I have an interesting optimization problem I am trying to solve now and I thought I'd share it here in order to find the best answer. The problem itself is not complicated and it is stated like this:
Given an $n \times m$ ($m \geq n$) matrix $A$, find $M$ index for every $N$ index (every row can be used only once) so that $\sum_iA_{N_i,M_i}$ is minimal.

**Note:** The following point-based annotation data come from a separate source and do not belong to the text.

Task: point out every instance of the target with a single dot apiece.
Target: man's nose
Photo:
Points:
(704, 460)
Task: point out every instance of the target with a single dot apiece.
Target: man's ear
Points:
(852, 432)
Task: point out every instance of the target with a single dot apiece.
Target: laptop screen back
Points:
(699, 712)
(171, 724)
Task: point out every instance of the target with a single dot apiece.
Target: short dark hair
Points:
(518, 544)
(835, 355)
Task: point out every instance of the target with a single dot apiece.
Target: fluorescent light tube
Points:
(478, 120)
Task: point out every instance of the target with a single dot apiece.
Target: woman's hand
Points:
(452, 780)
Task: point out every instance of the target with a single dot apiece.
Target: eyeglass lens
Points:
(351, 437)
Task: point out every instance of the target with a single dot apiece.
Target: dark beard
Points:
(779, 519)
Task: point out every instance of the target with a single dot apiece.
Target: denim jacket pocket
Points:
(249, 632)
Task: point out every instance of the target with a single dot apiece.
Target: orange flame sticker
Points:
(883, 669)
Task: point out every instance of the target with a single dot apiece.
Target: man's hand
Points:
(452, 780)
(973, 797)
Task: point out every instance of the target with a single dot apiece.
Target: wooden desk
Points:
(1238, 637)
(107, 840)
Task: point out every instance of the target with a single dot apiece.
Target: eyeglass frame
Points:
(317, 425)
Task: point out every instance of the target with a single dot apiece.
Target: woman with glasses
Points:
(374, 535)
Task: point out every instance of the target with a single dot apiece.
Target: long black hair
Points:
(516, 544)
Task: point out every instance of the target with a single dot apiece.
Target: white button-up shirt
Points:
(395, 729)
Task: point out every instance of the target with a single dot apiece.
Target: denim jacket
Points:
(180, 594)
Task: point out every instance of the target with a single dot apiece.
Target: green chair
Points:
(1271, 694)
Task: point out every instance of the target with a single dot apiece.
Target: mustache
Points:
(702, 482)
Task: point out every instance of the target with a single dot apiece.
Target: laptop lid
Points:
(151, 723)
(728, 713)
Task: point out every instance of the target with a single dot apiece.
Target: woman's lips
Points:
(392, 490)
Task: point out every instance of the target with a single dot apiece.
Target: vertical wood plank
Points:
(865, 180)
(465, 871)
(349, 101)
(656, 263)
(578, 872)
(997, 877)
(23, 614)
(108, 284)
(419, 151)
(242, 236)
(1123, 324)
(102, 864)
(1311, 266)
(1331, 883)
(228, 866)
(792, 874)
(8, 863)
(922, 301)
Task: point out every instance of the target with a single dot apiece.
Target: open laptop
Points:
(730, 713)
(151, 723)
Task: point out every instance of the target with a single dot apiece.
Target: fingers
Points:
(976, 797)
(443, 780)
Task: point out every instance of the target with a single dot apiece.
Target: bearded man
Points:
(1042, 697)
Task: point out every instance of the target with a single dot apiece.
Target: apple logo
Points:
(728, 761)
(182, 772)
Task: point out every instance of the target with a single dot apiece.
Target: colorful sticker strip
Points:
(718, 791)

To clarify with an example: $$ \begin{pmatrix} 1&2&3\\4&5&6\\6&8&9\end{pmatrix} $$ So you might choose $N_0=0,\; M_0=0,\; N_1=1,\; M_1=1, \; N_2=2, \; M_2=2$ which gives $1+5+9 = 15$. Now lets try $N_0=1,\; M_0=0,\; N_1=2,\; M_1=1,\; N_2=0,\; M_2=2$ giving $2+6+6 = 14$. That is the correct answer in this case but the problem is to figure out an algorithm that can do this. The performance is an issue as well so I d like to keep it simple if possible (obviously the matrix dimensions are normally much bigger than $3\times 3$). So far I have one solution but I am not certain if I took the best way for it. I can share it later but I don't want to mislead you now.
Any help is appreciated, thanks in advance.
Peter
More concisely:
What is the best algorithm that finds solution of the following optimization problem $$ \min_{\sigma:[n] \to [m]} \sum_i^n A_{i,\sigma(i)} $$ for an arbitrary $n\times m$ matrix $A$, where $m \geq n$?